Resbob alias Muhammad Adimas Firdaus resmi ditetapkan sebagai tersangka atas dugaan penyebaran konten bermuatan ujaran kebencian terhadap suku Sunda dan Viking.
Penetapan status tersangka dilakukan berdasarkan dua alat bukti yang cukup yaitu keterangan saksi dan ahli.
Kapolda Jabar Irjen Pol Rudi Setiawan pun mengungkap motif konten kreator itu melakukan perbuatan melanggar hukum, semata-mata untuk mendulang pundi-pundi cuan lewat siaran langsung yang dilakukannya.

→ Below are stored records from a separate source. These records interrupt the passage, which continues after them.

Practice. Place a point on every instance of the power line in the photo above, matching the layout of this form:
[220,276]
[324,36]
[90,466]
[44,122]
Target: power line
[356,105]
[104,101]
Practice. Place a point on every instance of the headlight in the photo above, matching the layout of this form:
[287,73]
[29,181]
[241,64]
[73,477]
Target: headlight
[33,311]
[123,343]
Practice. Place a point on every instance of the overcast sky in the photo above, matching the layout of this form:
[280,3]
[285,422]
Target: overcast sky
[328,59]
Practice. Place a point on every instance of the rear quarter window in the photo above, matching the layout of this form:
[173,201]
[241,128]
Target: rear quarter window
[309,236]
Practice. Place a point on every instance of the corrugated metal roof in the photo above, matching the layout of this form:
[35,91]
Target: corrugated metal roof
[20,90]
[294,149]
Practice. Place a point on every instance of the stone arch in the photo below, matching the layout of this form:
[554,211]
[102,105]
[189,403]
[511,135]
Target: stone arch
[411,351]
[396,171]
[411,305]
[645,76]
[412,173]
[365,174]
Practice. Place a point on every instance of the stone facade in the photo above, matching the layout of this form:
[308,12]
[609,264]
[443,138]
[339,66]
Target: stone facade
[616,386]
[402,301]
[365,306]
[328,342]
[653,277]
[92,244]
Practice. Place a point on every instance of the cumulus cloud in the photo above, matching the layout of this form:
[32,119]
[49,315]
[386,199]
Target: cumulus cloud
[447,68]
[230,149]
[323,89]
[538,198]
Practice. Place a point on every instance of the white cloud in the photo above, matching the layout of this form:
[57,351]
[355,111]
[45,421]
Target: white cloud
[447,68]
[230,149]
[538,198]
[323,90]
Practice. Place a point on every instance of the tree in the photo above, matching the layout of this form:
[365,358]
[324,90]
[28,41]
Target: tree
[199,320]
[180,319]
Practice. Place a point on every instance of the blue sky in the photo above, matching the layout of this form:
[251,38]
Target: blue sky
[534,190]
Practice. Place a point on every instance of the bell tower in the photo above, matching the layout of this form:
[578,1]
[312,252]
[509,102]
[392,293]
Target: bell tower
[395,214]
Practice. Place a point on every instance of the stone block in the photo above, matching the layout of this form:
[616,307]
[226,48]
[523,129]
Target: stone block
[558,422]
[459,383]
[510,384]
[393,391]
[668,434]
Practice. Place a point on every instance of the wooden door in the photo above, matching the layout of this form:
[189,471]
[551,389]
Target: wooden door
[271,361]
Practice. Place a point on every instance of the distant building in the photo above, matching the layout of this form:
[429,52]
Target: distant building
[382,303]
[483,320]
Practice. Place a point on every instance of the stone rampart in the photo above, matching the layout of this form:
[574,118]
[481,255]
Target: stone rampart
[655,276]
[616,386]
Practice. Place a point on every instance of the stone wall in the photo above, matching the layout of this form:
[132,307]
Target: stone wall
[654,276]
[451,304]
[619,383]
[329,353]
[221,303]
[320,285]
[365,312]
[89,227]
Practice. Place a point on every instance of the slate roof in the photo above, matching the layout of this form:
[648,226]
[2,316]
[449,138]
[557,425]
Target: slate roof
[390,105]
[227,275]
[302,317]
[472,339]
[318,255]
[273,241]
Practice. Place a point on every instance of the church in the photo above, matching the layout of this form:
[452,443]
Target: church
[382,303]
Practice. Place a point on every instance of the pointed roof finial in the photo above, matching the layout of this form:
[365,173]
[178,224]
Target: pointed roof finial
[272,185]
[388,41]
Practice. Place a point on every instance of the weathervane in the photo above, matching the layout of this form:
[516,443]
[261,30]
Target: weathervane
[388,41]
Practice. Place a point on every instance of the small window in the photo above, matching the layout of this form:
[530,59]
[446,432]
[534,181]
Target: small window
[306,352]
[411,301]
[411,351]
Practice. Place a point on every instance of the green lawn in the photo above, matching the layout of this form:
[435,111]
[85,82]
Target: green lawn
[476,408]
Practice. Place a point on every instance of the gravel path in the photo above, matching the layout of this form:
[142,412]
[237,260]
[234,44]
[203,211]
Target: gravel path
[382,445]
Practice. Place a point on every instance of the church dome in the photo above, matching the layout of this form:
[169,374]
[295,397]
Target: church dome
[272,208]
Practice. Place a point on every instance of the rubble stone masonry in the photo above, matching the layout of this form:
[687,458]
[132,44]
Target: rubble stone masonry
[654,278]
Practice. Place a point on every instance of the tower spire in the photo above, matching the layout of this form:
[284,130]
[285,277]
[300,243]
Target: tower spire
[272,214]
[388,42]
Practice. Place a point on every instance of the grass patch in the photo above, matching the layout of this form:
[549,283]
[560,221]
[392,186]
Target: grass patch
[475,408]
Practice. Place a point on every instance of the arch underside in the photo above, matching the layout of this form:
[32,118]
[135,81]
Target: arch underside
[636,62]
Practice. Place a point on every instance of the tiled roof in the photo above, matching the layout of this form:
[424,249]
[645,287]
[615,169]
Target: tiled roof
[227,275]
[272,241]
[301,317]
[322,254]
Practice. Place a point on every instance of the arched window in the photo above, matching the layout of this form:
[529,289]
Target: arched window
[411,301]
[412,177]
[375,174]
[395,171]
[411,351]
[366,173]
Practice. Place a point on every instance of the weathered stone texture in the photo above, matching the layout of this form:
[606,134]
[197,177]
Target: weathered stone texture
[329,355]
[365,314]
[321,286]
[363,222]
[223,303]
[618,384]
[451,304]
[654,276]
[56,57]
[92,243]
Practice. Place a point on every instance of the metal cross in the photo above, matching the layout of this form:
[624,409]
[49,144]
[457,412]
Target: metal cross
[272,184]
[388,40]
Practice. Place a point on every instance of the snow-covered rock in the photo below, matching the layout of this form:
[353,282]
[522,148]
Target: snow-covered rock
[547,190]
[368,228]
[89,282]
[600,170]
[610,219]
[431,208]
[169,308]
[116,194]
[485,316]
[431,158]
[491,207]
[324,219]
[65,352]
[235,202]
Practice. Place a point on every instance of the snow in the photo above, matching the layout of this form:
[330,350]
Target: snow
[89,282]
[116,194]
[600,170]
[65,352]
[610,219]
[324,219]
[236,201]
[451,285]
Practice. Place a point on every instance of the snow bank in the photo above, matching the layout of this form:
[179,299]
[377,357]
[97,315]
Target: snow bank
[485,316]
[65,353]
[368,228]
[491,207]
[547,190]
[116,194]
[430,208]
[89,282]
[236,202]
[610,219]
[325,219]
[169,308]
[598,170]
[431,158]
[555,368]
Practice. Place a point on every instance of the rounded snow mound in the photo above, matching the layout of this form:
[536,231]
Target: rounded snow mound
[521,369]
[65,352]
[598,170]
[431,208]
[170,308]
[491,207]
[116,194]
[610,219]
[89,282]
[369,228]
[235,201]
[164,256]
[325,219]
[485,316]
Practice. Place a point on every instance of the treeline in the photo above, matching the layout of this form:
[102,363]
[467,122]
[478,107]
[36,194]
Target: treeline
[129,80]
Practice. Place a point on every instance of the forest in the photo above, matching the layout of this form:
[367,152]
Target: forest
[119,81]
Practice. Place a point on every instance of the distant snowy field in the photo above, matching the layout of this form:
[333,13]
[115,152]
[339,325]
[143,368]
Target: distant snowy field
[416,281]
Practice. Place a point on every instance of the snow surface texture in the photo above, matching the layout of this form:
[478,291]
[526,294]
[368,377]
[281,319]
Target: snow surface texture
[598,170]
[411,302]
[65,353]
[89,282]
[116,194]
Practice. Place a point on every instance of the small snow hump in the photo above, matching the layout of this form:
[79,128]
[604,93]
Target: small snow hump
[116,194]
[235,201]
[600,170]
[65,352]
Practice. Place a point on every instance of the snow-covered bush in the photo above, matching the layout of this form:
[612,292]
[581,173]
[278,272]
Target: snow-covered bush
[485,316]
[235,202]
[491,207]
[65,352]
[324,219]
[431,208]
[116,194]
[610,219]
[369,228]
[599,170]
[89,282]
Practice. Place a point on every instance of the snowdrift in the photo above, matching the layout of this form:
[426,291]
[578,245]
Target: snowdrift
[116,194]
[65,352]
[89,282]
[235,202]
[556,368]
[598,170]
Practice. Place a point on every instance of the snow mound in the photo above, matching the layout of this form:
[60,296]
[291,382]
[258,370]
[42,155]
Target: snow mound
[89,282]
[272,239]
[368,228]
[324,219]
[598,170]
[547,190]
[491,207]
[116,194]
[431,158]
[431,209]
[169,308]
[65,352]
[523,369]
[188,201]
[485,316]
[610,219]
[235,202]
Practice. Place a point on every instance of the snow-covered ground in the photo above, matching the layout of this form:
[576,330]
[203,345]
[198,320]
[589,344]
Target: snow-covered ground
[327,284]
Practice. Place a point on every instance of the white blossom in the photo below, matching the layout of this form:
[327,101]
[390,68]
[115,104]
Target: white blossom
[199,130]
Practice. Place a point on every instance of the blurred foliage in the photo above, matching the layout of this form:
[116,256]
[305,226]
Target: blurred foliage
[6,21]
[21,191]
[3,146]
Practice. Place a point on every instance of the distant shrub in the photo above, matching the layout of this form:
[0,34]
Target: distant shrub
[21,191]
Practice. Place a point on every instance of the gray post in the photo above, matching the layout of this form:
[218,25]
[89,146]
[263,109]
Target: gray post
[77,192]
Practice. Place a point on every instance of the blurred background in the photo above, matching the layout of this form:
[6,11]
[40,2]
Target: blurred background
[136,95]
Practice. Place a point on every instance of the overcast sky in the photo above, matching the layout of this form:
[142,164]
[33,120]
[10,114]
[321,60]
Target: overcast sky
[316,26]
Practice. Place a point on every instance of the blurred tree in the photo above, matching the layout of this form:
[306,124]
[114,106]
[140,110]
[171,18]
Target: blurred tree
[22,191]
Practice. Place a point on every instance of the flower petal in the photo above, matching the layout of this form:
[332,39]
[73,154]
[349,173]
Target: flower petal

“Resbob ini adalah seorang live streamer. Kita ketahui bahwa dari kegiatan tayangan-tayangan ini, ini mendulang saweran,” ungkap Jenderal Bintang Dua tersebut saat jumpa pers di Mapolda Jabar, Rabu (17/12).
“Mendulang saweran sejumlah uang. Ini dari hasil pemeriksaan yang menjadi motivasinya melakukan ujaran kebencian,” tegasnya.
Resbob Tahu Formula Konten Viral
Lebih lanjut, Rudi menerangkan bahwa yang bersangkutan diyakini telah mengetahui bahwa lewat ujaran kebencian, kontennya akan viral.
Dan, dengan begitu, turut meningkatkan audiens dan menambah penghasilan yang masuk dari konten yang dia buat.
“Dengan viral tersebut maka viewernya akan banyak. Yang nyawer, banyak. Dan tentunya dapat keuntungan,” kata Rudi.
Atas tindakannya, Adimas Firdaus dijerat dengan Undang-Undang Nomor 1 Tahun 2024 tentang Informasi dan Transaksi Elektronik, khususnya Pasal 28 ayat (2), juncto Pasal 45a ayat (2) terkait penyebaran kebencian berdasarkan SARA.
“Itu rekan-rekan, ancamannya 6 tahun dan itu bisa juncto-kan 10 tahun," pungkas Kapolda.